Twitter has added its
voice to those of Google, Microsoft and Facebook in calling on the US
government for the right to share more data with the public on how they
handle information requests.
Twitter general council Alex Macgillivray
said in a message on the site that he backed the calls as it would help
improve transparency.
His comment came after an open letter was
sent to the director of the FBI and the US attorney general Eric Holder
by Google asking to be allowed to share more data on the information
requests it receives from law enforcement.
Google wants permission to disclose the
details of those requests through its Transparency Report programme.
Currently, the report allows Google to tell the public limited
statistics on how many government data requests the company receives and
how many it grants.
Now, the company wants to also be able to
tell the public how far those data requests reach and to what extent
the requests are made through the Foreign Intelligence Surveillance Act
(FISA).
Google legal chief David Drummond said in
the letter: “Assertions in the press that our compliance with these
requests gives the US government unfettered access to our users’ data
are simply untrue.
“However, government non-disclosure
obligations regarding the number of FISA national security requests that
Google receives, as well as the number of accounts covered by those
requests, fuel that speculation.”
Microsoft and Facebook have joined the calls for greater transparency, in the face of growing anger over US snooping.

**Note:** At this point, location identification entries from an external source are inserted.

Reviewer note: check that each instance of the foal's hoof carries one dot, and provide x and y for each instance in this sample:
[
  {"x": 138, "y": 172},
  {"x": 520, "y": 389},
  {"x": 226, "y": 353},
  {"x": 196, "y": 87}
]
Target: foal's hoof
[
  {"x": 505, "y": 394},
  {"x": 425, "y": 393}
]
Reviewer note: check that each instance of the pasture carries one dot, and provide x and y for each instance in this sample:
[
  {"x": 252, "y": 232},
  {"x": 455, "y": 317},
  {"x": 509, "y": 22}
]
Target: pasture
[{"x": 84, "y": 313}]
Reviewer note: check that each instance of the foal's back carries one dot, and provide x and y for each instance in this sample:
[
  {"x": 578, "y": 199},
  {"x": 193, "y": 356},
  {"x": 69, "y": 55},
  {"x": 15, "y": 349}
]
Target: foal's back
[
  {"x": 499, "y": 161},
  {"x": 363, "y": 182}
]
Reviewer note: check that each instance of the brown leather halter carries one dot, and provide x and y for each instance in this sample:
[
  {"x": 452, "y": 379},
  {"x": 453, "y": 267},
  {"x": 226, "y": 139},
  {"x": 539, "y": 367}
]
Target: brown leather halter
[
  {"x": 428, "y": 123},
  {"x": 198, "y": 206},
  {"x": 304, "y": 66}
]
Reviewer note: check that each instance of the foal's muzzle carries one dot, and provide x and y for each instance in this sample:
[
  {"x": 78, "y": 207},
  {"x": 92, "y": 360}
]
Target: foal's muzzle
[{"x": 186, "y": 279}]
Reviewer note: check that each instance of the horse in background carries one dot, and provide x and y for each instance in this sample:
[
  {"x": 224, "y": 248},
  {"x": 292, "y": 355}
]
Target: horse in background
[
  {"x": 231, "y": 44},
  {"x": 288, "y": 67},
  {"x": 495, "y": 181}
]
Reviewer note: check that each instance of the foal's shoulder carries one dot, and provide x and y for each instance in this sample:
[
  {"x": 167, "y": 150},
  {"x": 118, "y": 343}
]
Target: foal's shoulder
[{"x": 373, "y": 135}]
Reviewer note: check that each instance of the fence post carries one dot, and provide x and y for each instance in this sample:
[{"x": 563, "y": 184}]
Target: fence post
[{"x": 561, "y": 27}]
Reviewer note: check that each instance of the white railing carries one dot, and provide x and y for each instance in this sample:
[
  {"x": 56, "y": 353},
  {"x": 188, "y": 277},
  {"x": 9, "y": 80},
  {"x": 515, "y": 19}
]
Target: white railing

Microsoft said in a statement: "Our
recent report went as far as we legally could and the government should
take action to allow companies to provide additional transparency."
Facebook also said in a statement that
greater freedom to share details of data requests would enable it to
provide users with "a complete picture of the government requests we
receive, and how we respond."
The tech giants have been aggressively
trying to distance themselves from the US government and its agencies
ever since word broke that the companies were contributors to the
controversial PRISM data archive.
All insisted they did not willingly
participate in helping to build the system and were only made aware of
PRISM when the first press reports surfaced. The release of the data by a
whistleblower who worked on contract with the NSA has sparked an outcry from privacy and civil rights groups.